# Grin or Groan



## alhod (Nov 1, 2010)

The Grim Reaper came for me last night, and I beat him off with a vacuum cleaner. Talk about Dyson with death.

A mate of mine recently admitted to being addicted to brake fluid. When I quizzed him on it he reckoned he could stop any time.

I went to the cemetery yesterday to lay some flowers on a grave. As I was standing there I noticed 4 grave diggers walking about with a coffin; 3 hours later and they're still walking about with it. I thought to myself, they've lost the plot.

My daughter asked me for a pet spider for her birthday, so I went to our local pet shop and they were £70!!! Blow this, I thought, I can get one cheaper off the web.

I was at an ATM yesterday when a little old lady asked if I could check her balance, so I pushed her over.

I start a new job in Seoul next week. I thought it was a good Korea move.

I was driving this morning when I saw an AA van parked up. The driver was sobbing uncontrollably and looked very miserable. I thought to myself that guy's heading for a breakdown.

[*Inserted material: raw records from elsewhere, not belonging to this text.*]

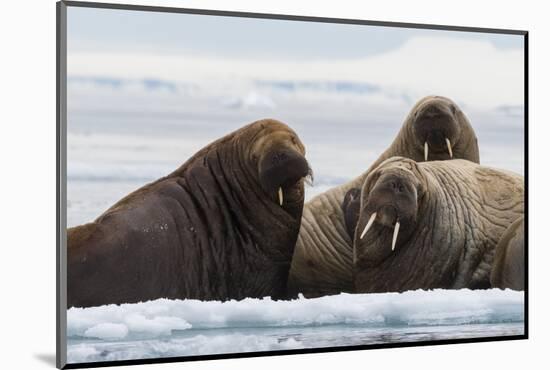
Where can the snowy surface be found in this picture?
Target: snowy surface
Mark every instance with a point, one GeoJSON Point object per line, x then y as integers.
{"type": "Point", "coordinates": [189, 327]}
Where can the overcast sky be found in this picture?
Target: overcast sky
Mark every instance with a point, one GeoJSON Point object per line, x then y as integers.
{"type": "Point", "coordinates": [478, 69]}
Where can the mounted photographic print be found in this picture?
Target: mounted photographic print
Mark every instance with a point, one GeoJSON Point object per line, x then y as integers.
{"type": "Point", "coordinates": [236, 184]}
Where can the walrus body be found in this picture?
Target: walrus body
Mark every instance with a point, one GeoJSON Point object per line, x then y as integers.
{"type": "Point", "coordinates": [509, 267]}
{"type": "Point", "coordinates": [222, 226]}
{"type": "Point", "coordinates": [435, 129]}
{"type": "Point", "coordinates": [432, 225]}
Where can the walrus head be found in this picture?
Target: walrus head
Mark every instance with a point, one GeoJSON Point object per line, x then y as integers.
{"type": "Point", "coordinates": [390, 200]}
{"type": "Point", "coordinates": [278, 156]}
{"type": "Point", "coordinates": [435, 122]}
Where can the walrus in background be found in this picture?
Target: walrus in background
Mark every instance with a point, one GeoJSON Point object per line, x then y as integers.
{"type": "Point", "coordinates": [432, 225]}
{"type": "Point", "coordinates": [509, 267]}
{"type": "Point", "coordinates": [222, 226]}
{"type": "Point", "coordinates": [435, 129]}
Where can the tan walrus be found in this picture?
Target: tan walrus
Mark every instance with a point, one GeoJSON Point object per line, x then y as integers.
{"type": "Point", "coordinates": [435, 129]}
{"type": "Point", "coordinates": [509, 266]}
{"type": "Point", "coordinates": [432, 225]}
{"type": "Point", "coordinates": [221, 226]}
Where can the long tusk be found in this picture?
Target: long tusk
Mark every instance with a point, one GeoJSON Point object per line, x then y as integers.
{"type": "Point", "coordinates": [426, 151]}
{"type": "Point", "coordinates": [395, 232]}
{"type": "Point", "coordinates": [369, 224]}
{"type": "Point", "coordinates": [449, 147]}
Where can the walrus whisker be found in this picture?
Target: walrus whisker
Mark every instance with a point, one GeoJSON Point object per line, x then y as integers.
{"type": "Point", "coordinates": [426, 151]}
{"type": "Point", "coordinates": [369, 224]}
{"type": "Point", "coordinates": [449, 147]}
{"type": "Point", "coordinates": [395, 232]}
{"type": "Point", "coordinates": [308, 179]}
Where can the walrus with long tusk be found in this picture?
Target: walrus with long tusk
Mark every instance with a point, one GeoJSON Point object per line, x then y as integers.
{"type": "Point", "coordinates": [432, 225]}
{"type": "Point", "coordinates": [509, 267]}
{"type": "Point", "coordinates": [435, 129]}
{"type": "Point", "coordinates": [222, 226]}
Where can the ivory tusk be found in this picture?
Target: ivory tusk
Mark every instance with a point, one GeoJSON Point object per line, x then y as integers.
{"type": "Point", "coordinates": [449, 147]}
{"type": "Point", "coordinates": [395, 232]}
{"type": "Point", "coordinates": [426, 151]}
{"type": "Point", "coordinates": [369, 224]}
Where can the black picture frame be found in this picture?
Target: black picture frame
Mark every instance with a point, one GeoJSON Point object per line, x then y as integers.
{"type": "Point", "coordinates": [61, 175]}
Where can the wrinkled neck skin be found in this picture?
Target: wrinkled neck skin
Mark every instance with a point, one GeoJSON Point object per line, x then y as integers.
{"type": "Point", "coordinates": [407, 145]}
{"type": "Point", "coordinates": [452, 244]}
{"type": "Point", "coordinates": [322, 262]}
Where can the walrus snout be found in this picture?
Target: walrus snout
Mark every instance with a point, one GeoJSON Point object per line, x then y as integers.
{"type": "Point", "coordinates": [436, 128]}
{"type": "Point", "coordinates": [388, 217]}
{"type": "Point", "coordinates": [281, 170]}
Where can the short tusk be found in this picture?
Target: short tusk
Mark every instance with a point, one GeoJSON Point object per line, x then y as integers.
{"type": "Point", "coordinates": [395, 232]}
{"type": "Point", "coordinates": [449, 147]}
{"type": "Point", "coordinates": [369, 224]}
{"type": "Point", "coordinates": [426, 151]}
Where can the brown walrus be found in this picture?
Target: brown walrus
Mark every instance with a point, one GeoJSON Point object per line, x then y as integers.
{"type": "Point", "coordinates": [435, 129]}
{"type": "Point", "coordinates": [509, 267]}
{"type": "Point", "coordinates": [221, 226]}
{"type": "Point", "coordinates": [432, 225]}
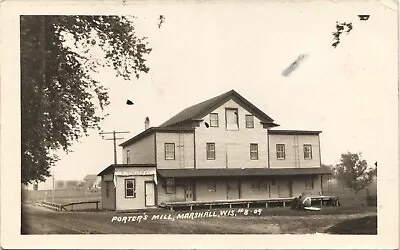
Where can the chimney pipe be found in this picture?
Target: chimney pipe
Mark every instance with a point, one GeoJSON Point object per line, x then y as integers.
{"type": "Point", "coordinates": [146, 123]}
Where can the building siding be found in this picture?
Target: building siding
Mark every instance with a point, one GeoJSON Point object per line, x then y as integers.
{"type": "Point", "coordinates": [294, 154]}
{"type": "Point", "coordinates": [123, 203]}
{"type": "Point", "coordinates": [232, 147]}
{"type": "Point", "coordinates": [108, 202]}
{"type": "Point", "coordinates": [184, 150]}
{"type": "Point", "coordinates": [141, 152]}
{"type": "Point", "coordinates": [202, 193]}
{"type": "Point", "coordinates": [179, 194]}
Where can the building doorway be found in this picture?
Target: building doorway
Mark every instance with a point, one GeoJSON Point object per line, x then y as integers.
{"type": "Point", "coordinates": [189, 191]}
{"type": "Point", "coordinates": [285, 188]}
{"type": "Point", "coordinates": [150, 197]}
{"type": "Point", "coordinates": [232, 188]}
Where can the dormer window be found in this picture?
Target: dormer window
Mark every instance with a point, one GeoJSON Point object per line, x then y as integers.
{"type": "Point", "coordinates": [232, 120]}
{"type": "Point", "coordinates": [214, 119]}
{"type": "Point", "coordinates": [128, 152]}
{"type": "Point", "coordinates": [249, 121]}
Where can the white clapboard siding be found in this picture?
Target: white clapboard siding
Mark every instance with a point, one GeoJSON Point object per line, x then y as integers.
{"type": "Point", "coordinates": [184, 150]}
{"type": "Point", "coordinates": [140, 152]}
{"type": "Point", "coordinates": [293, 143]}
{"type": "Point", "coordinates": [232, 147]}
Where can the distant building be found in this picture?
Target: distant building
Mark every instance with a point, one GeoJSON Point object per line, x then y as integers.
{"type": "Point", "coordinates": [222, 149]}
{"type": "Point", "coordinates": [41, 185]}
{"type": "Point", "coordinates": [92, 181]}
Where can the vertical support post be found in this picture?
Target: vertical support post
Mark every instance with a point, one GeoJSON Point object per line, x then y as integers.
{"type": "Point", "coordinates": [115, 148]}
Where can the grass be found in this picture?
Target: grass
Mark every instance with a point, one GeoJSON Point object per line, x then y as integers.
{"type": "Point", "coordinates": [364, 225]}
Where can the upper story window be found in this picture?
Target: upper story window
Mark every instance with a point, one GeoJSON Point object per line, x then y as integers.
{"type": "Point", "coordinates": [210, 151]}
{"type": "Point", "coordinates": [169, 151]}
{"type": "Point", "coordinates": [170, 186]}
{"type": "Point", "coordinates": [107, 188]}
{"type": "Point", "coordinates": [253, 151]}
{"type": "Point", "coordinates": [130, 188]}
{"type": "Point", "coordinates": [128, 152]}
{"type": "Point", "coordinates": [307, 151]}
{"type": "Point", "coordinates": [232, 119]}
{"type": "Point", "coordinates": [309, 183]}
{"type": "Point", "coordinates": [211, 186]}
{"type": "Point", "coordinates": [214, 120]}
{"type": "Point", "coordinates": [280, 151]}
{"type": "Point", "coordinates": [259, 185]}
{"type": "Point", "coordinates": [249, 121]}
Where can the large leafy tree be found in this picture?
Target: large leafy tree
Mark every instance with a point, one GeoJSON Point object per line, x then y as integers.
{"type": "Point", "coordinates": [60, 98]}
{"type": "Point", "coordinates": [354, 172]}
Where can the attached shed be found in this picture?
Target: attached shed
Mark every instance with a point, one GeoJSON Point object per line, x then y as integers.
{"type": "Point", "coordinates": [128, 186]}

Statistically, 6 out of 7 dwarves are not Happy.

My neighbour knocked on my door at 2:30 this morning, can you believe that, 2:30am?! Luckily for him I was still up playing my drums.

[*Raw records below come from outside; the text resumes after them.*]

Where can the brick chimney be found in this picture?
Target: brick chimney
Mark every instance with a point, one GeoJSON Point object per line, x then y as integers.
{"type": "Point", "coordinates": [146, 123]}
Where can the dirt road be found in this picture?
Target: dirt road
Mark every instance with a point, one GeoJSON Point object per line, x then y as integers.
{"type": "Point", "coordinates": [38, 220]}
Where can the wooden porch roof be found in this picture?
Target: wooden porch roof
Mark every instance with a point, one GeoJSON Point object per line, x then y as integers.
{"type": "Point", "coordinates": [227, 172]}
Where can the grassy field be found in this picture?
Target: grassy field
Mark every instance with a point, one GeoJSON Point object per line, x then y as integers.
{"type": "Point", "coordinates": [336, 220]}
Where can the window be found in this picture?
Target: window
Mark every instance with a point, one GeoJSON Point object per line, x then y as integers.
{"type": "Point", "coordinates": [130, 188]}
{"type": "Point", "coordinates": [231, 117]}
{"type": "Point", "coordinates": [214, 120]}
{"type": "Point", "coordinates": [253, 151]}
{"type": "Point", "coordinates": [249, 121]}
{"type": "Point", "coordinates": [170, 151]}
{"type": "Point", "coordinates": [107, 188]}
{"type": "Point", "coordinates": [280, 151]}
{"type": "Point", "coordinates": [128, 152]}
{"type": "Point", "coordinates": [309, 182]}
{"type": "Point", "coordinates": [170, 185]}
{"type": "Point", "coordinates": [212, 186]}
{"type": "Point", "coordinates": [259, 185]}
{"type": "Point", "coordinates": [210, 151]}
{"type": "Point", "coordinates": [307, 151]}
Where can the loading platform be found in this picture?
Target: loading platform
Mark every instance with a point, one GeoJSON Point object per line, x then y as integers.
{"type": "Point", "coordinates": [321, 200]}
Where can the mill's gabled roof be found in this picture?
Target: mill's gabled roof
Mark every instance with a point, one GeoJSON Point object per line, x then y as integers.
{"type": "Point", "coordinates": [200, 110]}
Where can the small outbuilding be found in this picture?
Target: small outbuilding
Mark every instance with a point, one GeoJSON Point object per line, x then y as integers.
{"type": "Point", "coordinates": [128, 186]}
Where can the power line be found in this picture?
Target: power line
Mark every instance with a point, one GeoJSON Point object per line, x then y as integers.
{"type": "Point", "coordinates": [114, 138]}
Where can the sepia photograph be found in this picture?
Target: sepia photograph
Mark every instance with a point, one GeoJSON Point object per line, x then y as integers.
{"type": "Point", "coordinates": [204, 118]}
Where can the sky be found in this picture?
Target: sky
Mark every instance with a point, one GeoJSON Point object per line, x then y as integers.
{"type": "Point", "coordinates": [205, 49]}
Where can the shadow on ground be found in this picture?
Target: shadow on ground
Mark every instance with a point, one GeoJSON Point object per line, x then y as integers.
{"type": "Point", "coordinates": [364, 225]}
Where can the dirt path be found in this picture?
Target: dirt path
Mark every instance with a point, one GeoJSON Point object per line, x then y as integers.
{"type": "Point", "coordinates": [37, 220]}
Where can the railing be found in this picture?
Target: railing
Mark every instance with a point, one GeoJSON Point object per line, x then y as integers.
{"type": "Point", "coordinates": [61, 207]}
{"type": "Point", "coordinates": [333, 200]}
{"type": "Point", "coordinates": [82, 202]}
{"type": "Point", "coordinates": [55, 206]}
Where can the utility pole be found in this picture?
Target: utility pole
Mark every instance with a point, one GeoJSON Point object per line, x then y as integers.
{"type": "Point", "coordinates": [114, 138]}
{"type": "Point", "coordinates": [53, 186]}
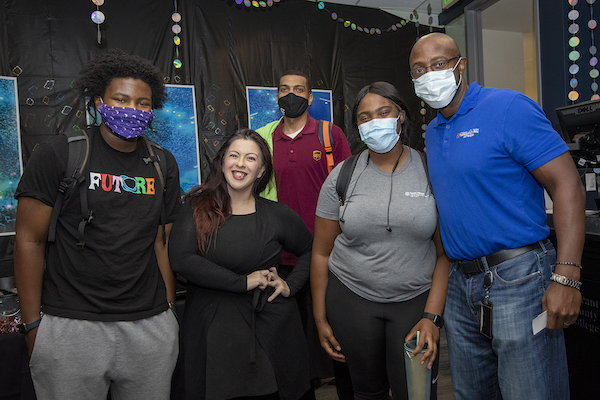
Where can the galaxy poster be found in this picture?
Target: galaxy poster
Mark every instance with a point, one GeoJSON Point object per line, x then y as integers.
{"type": "Point", "coordinates": [263, 108]}
{"type": "Point", "coordinates": [10, 160]}
{"type": "Point", "coordinates": [175, 128]}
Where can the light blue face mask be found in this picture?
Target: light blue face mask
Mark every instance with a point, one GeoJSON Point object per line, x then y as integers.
{"type": "Point", "coordinates": [379, 134]}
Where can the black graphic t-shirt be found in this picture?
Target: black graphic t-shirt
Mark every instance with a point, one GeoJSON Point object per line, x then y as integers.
{"type": "Point", "coordinates": [116, 276]}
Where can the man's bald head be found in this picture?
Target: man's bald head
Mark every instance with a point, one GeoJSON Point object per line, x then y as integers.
{"type": "Point", "coordinates": [431, 46]}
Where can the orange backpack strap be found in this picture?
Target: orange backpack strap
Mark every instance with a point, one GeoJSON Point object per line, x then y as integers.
{"type": "Point", "coordinates": [327, 142]}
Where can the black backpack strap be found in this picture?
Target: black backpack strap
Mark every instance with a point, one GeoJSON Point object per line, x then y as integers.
{"type": "Point", "coordinates": [424, 160]}
{"type": "Point", "coordinates": [79, 150]}
{"type": "Point", "coordinates": [343, 180]}
{"type": "Point", "coordinates": [160, 164]}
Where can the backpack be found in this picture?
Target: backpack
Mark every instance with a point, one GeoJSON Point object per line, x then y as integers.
{"type": "Point", "coordinates": [343, 180]}
{"type": "Point", "coordinates": [79, 151]}
{"type": "Point", "coordinates": [327, 142]}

Paddy says, "Mick, I'm thinking of buying a Labrador.” "Sod that," says Mick, "have you seen how many of their owners go blind?"

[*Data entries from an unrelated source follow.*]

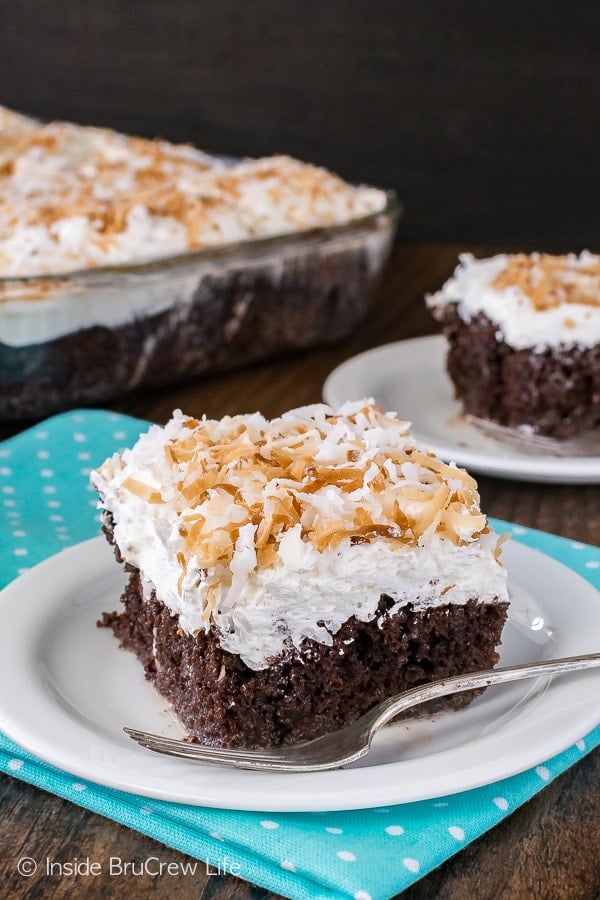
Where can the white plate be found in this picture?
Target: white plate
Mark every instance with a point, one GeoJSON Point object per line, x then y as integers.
{"type": "Point", "coordinates": [409, 377]}
{"type": "Point", "coordinates": [67, 689]}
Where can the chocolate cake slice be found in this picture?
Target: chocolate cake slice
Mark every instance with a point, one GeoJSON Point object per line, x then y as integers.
{"type": "Point", "coordinates": [524, 340]}
{"type": "Point", "coordinates": [287, 575]}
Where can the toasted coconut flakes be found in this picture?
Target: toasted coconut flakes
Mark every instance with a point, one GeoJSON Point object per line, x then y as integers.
{"type": "Point", "coordinates": [330, 479]}
{"type": "Point", "coordinates": [549, 280]}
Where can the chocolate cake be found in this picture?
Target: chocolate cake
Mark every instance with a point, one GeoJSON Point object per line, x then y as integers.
{"type": "Point", "coordinates": [524, 340]}
{"type": "Point", "coordinates": [286, 575]}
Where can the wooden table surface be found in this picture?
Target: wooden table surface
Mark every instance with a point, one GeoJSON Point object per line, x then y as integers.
{"type": "Point", "coordinates": [550, 848]}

I woke up last night to find the ghost of Gloria Gaynor standing at the foot of my bed. At first I was afraid........then I was petrified.

I was explaining to my wife last night that when you die you get reincarnated but must come back as a different creature. She said she would like to come back as a cow. I said you’re obviously not listening.

The wife was counting all the 10p's and 20p's out on the kitchen table when she suddenly got very angry and started shouting and crying for no reason. I thought to myself, "She's going through the change."

When I was in the pub I heard a couple of plonkers saying that they wouldn't feel safe on an aircraft if they knew the pilot was a woman. What a pair of sexist pigs. I mean, it's not as if she'd have to reverse the bloomin thing.

Local Police, hunting the 'knitting needle nutter’, who has stabbed six people in the village in the last 48 hours, believe the attacker could be following some kind of pattern.

Bought some 'rocket salad' yesterday but it went off before I could eat it.

A teddy bear is working on a building site. He goes for a tea break and when he returns he notices his pick has been stolen. The bear is angry and reports the theft to the foreman. The foreman grins at the bear and says "Oh, I forgot to tell you, today's the day the teddy bears have their picks nicked."

Just got back from my mate's funeral. He died after being hit on the head with a tennis ball. It was a lovely service


----------



## Spiritofherald (May 18, 2012)

All very good


----------



## Pudsey_Bear (Sep 25, 2008)

You make it very hard to drink a cup of hot tea, all excellent, my kind of humour.


----------